Tradisi

Cerita Pedagang Obor dan Pelita di Ternate Sambut Malam Lailatul Qadar

Lampu pelita yang dijual di malam ela-ela atau Lailatul Qadar di Ternate, Maluku Utara. || Foto: Julfikar Sangaji/JMG

Ternate, Hpost – Menjelang malam Lailatul Qadar yang terhitung ke-27 ramadan, sejumlah ruas jalan di Kota Ternate, Maluku Utara, dibanjiri para pedagang ela-ela atau obor.

Pemandangan seperti ini rutin ditemui di Ternate ketika mendekati lebaran. Bahkan sudah menjadi tradisi bagi masyarakat Ternate, juga Maluku Utara pada umumnya.

Lampu pelita yang dijual di malam ela-ela atau Lailatul Qadar di Ternate, Maluku Utara. || Foto: Julfikar Sangaji/JMG

Pantauan halmaherapost.com di sepanjang Jalan Yosudarso, Kelurahan Stadion, atau tepat di depan Kantor Wali Kota Ternate yang lama, penjual ela-ela memenuhi bibir jalan.

Muhammad Faujan (57) sudah berjualan ela-ela sejak tahun 1998. Faujan adalah warga yang berdomisili di Kelurahan Maliaro, Kecamatan Ternate Tengah, Kota Ternate.

“Biasanya jual obor ini, sebelum salat isya saya sudah pulang. Tapi kali ini sampai jam 9 malam baru saya pulang,” tutur Faujan kepada halmaherapost.com, Sabtu 8 Mei 2021.

Lampu pelita yang dijual pada malam ela-ela atau Lailatul Qadar di Ternate, Maluku Utara. || Foto: Julfikar Sangaji/JMG

Obor berbahan botol kaca bekas yang dilengkapi sumbu itu, dibuat sendiri oleh Faujan. Sedangkan harganya bervariasi. Mulai dari Rp 10 ribu, Rp 15 ribu, sampai Rp 25 ribu.

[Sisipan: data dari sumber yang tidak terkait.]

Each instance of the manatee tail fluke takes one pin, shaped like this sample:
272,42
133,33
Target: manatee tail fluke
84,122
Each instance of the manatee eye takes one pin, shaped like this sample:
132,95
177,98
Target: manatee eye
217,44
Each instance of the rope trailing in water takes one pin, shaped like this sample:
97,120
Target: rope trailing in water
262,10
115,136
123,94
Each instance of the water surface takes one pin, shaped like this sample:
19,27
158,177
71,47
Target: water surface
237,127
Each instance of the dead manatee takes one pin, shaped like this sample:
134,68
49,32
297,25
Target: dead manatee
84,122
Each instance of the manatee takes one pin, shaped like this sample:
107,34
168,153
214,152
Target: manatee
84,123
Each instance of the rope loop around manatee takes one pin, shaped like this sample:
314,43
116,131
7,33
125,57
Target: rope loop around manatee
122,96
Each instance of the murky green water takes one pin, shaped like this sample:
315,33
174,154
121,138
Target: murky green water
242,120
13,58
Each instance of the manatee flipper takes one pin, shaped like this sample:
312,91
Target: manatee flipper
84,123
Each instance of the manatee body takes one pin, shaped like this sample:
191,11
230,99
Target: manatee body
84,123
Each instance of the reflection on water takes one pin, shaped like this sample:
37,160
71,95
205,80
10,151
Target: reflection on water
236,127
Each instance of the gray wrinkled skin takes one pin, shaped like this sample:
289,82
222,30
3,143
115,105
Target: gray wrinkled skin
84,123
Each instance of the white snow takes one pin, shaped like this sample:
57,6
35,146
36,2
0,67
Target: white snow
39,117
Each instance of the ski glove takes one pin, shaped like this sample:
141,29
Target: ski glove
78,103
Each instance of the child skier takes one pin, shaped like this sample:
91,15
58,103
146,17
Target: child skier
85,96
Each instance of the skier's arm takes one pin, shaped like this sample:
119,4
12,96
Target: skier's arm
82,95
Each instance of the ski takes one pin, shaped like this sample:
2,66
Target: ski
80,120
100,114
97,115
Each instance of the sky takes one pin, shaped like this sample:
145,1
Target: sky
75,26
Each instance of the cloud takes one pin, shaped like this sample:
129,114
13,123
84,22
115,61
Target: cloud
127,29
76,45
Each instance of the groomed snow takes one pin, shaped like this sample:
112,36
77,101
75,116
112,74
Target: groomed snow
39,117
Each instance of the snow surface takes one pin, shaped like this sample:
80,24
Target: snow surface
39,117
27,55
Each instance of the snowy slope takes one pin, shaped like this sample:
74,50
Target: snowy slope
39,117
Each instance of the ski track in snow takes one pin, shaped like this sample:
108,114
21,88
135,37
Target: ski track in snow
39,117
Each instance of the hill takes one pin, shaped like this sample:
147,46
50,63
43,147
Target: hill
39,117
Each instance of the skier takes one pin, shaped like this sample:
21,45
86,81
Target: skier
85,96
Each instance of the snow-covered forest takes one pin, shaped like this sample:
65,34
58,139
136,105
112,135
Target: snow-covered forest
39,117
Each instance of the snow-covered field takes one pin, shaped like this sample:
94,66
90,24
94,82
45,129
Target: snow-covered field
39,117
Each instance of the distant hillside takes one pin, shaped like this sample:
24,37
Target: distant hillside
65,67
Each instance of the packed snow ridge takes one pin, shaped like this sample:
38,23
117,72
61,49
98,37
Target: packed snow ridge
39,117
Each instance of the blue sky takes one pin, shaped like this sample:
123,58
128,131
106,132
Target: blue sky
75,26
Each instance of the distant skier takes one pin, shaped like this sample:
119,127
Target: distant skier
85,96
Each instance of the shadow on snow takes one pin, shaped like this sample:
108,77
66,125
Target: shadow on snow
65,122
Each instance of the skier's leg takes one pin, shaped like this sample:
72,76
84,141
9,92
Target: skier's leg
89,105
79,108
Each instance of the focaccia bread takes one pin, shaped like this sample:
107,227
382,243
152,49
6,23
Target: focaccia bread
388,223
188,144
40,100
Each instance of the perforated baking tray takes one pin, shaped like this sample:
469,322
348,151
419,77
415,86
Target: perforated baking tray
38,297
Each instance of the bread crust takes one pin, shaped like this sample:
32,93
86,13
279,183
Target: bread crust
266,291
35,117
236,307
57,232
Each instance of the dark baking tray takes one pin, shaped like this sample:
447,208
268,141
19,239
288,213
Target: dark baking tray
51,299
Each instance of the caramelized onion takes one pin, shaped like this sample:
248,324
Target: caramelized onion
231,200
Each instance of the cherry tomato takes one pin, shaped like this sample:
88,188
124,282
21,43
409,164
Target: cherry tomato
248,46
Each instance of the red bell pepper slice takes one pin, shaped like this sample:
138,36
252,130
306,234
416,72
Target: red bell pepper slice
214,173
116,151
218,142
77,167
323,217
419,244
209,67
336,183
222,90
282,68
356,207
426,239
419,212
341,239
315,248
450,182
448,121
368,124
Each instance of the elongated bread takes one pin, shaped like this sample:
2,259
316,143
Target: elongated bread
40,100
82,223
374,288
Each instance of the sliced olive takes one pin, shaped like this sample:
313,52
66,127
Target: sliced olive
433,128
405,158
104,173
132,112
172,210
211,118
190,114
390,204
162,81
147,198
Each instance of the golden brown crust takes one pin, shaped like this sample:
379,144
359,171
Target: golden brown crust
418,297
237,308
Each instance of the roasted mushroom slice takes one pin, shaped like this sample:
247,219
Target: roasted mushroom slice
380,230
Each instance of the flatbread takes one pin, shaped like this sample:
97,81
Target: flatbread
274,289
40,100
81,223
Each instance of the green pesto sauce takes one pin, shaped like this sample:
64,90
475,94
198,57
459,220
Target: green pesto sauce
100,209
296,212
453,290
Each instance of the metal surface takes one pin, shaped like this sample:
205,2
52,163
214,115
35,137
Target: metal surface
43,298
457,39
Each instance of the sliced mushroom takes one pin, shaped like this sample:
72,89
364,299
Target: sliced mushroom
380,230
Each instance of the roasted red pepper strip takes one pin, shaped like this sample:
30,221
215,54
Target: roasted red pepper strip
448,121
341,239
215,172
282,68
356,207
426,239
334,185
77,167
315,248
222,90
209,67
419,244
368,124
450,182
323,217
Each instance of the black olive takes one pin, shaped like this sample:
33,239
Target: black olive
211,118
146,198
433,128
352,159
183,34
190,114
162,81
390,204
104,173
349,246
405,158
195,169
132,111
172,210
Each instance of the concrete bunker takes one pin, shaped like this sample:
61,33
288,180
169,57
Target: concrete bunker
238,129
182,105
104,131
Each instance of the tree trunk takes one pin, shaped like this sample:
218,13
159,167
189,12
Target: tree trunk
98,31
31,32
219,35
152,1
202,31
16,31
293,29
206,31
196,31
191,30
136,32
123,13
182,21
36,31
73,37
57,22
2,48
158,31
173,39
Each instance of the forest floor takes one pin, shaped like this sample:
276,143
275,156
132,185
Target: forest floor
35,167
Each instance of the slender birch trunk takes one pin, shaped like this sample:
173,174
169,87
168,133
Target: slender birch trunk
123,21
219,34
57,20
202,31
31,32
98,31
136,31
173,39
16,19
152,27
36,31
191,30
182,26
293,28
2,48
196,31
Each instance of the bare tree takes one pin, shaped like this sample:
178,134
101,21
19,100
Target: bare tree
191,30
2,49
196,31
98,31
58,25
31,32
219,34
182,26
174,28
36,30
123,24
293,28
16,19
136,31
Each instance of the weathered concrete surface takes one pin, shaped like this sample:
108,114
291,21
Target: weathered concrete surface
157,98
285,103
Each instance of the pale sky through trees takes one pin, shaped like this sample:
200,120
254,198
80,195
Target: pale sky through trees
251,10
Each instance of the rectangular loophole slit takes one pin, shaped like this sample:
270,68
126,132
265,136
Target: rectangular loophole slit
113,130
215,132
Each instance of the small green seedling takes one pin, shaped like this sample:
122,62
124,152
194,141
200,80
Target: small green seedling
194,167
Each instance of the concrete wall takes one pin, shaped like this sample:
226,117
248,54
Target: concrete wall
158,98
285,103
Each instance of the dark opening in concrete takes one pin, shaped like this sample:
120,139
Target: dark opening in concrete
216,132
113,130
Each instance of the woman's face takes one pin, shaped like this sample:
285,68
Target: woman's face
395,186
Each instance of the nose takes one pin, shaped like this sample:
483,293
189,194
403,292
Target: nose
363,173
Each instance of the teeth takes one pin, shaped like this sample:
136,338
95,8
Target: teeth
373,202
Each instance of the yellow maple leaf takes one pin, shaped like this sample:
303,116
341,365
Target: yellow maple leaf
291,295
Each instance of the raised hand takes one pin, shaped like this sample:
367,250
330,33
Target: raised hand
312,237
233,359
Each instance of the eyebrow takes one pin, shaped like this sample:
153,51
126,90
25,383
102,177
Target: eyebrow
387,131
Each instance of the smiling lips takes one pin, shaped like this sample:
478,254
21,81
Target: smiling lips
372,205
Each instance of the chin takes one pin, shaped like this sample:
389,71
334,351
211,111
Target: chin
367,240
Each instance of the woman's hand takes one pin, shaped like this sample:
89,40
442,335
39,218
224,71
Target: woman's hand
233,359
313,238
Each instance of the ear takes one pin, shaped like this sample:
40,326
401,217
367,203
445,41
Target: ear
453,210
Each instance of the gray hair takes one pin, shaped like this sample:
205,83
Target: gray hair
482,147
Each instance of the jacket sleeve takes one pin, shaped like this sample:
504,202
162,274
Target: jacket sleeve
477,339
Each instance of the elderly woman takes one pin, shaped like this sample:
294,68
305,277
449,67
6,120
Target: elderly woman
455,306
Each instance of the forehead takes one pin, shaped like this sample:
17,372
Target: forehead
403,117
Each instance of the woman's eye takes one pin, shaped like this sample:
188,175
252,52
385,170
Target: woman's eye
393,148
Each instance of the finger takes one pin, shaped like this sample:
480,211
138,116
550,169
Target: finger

“Semua tergantung modelnya. Karena ada yang dirakit menjadi 2 botol sekaligus, dan ada juga yang sebotol atau terpisah," terangnya.

Namun menjelang lebaran kali ini, Faujan mengaku keuntungannya tak seberapa dibanding tahun-tahun sebelumnya.

"Setiap kali jual itu untungnya Rp 300 ribu. Tapi 4 hari berjualan ini, setiap hari tidak sampai Rp 200 ribu," ucapnya.

Padahal, kata dia, jika ini akibat dampak pandemi COVID-19, keuntungan yang diperoleh pada ramadan tahun 2020 masih lumayan. “Masih normal,” katanya.

Lampu pelita yang dijual Muhammad Faujan pada malam ela-ela atau Lailatul Qadar di Ternate, Maluku Utara. || Foto: Julfikar Sangaji/JMG

Ia menduga, ini akibat larangan pawai obor oleh Pemerintah Kota Ternate. “Mungkin karena itu (larangan pawai obor) jadi orang jarang beli. Selain itu mungkin musim hujan juga," tuturnya.

Hal yang sama juga dirasakan Rohimah, pedagang obor di Ternate. Keuntungan yang diperoleh pada momentum malam Lailatul Qadar kali ini beda dengan tahun sebelumnya.

“Karena selain pandemi dan musim yang kurang bersahabat, juga larangan pemerintah. Jadi ini bukan hari yang pas kami berjualan," singkatnya.